I’m very confused about the dimensions of the inputs to the scaled-dot-product-attention function, W4 assignment 1 in DLS course 5.
We are told that the matrices Q, K and V have dimensions \text{seq_len_q} \times \text{depth}, \text{seq_len_k} \times \text{depth} and \text{seq_len_v} \times \text{depth_v} respectively.
Mathematically \text{seq_len_k} must equal \text{seq_len_v} otherwise the final multiplication tf.matmul(attention_weights, v)
will fail. In other words every key vector must have a corresponding value vector.
Mathematically the number of q-vectors (i.e. the \text{seq_len_q} number of vectors each of length \text{depth}) being fed into the scaled-dot-product-attention can be different to the number of key-vectors (the \text{seq_len_k} number of vectors each of length \text{depth}) - i.e. we are allowed to have \text{seq_len_q} not equal to \text{seq_len_k}.
But in the picture used to explain self-attention (see below) and in the lectures we always imagine assigning a query vector ‘q’ to each word, along with key and value vectors. In other words, surely in applications we always have \text{seq_len_q} = \text{seq_len_k}?
If we don’t have \text{seq_len_q} = \text{seq_len_k} what is the intuition? Are we somehow not assigning query-vectors to some input words x^{<i>}? I’m very stuck with the interpretation of all of this!
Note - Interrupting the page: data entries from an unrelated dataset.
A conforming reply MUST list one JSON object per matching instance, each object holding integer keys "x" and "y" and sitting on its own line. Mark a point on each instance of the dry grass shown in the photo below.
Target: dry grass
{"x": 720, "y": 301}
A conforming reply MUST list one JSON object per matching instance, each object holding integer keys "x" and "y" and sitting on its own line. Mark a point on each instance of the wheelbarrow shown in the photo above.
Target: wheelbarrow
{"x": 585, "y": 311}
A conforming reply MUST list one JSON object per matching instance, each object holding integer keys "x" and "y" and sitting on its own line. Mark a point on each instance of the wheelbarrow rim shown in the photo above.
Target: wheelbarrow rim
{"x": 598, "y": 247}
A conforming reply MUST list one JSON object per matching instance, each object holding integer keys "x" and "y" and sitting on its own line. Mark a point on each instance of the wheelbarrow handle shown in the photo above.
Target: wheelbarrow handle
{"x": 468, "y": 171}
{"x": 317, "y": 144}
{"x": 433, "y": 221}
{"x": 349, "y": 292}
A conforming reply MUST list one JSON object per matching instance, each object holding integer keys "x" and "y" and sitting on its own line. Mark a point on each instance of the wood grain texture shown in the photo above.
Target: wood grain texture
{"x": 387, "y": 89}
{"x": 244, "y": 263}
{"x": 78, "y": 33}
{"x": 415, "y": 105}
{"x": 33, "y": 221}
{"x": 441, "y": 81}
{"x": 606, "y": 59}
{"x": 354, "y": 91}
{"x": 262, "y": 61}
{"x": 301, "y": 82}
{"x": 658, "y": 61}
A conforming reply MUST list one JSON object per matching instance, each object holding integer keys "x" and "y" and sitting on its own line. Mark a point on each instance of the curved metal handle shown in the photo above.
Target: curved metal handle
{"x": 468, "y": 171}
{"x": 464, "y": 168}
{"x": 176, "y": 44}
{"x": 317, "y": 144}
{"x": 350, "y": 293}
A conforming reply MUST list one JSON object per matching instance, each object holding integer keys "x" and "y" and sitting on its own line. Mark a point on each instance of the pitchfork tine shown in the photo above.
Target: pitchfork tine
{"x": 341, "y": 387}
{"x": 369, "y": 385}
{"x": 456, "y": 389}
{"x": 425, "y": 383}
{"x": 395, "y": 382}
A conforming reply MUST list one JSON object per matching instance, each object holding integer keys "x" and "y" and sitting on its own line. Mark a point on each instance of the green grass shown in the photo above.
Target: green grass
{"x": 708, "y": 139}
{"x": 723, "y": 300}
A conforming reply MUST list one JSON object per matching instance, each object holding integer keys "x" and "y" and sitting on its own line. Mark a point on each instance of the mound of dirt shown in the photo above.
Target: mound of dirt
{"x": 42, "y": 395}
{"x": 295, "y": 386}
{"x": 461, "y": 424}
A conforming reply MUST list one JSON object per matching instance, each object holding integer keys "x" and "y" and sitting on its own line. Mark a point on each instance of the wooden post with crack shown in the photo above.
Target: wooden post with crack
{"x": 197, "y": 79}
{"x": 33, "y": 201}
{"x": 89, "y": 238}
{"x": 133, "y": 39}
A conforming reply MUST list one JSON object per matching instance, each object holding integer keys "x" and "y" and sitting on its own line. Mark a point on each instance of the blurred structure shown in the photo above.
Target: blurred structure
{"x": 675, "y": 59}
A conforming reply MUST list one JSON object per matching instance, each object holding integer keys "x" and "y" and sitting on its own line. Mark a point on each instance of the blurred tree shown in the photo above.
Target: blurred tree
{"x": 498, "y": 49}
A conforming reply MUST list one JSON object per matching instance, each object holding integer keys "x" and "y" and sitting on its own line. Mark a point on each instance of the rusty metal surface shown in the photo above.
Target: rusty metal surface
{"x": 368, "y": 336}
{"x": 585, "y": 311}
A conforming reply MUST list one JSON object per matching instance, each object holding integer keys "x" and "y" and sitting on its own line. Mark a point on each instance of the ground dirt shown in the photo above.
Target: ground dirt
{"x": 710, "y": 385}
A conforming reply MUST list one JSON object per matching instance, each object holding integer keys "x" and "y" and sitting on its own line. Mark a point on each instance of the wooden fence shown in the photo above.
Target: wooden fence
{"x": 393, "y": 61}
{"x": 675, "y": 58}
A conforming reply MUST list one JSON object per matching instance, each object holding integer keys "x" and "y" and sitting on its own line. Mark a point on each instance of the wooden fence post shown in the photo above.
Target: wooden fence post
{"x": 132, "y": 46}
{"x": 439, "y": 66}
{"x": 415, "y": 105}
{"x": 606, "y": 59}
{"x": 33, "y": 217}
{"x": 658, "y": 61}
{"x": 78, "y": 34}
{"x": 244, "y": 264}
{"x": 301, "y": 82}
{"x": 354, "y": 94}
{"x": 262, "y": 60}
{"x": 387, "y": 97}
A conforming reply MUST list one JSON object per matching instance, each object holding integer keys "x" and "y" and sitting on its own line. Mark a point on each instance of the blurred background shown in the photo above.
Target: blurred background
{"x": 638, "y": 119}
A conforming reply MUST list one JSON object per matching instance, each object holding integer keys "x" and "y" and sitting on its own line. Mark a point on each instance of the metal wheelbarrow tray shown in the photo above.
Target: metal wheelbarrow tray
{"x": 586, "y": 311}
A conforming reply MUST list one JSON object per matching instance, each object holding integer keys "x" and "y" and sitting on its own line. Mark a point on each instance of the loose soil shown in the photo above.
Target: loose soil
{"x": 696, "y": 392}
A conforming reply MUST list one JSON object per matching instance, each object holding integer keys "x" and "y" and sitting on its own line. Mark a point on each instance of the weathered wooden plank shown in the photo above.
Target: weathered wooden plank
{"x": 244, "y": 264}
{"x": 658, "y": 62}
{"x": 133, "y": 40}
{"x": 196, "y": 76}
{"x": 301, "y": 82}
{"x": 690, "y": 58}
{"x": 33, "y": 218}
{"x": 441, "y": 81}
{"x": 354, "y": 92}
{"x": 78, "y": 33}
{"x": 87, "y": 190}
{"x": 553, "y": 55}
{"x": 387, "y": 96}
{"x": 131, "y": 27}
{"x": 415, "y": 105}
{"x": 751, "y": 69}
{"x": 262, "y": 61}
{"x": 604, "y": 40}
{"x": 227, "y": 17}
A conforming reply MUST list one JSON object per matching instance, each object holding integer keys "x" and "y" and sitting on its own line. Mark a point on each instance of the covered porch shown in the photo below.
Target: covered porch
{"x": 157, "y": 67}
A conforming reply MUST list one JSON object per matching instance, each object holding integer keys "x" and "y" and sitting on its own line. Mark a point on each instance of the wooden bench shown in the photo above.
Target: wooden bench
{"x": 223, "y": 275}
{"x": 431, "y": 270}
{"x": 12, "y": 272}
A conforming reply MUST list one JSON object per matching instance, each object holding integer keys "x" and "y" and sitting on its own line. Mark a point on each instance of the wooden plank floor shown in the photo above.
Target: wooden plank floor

PS: any answers shouldn’t (I don’t think) refer to multi-head - because the question above concerns just one set of Q, K and V and whether or not we have query-vectors associated to each word. Multi-head introduces different Q, K and V (i.e. new parameter matrices that produce different embeddings of the sentence) calculated in parallel which has not bearing on the question here.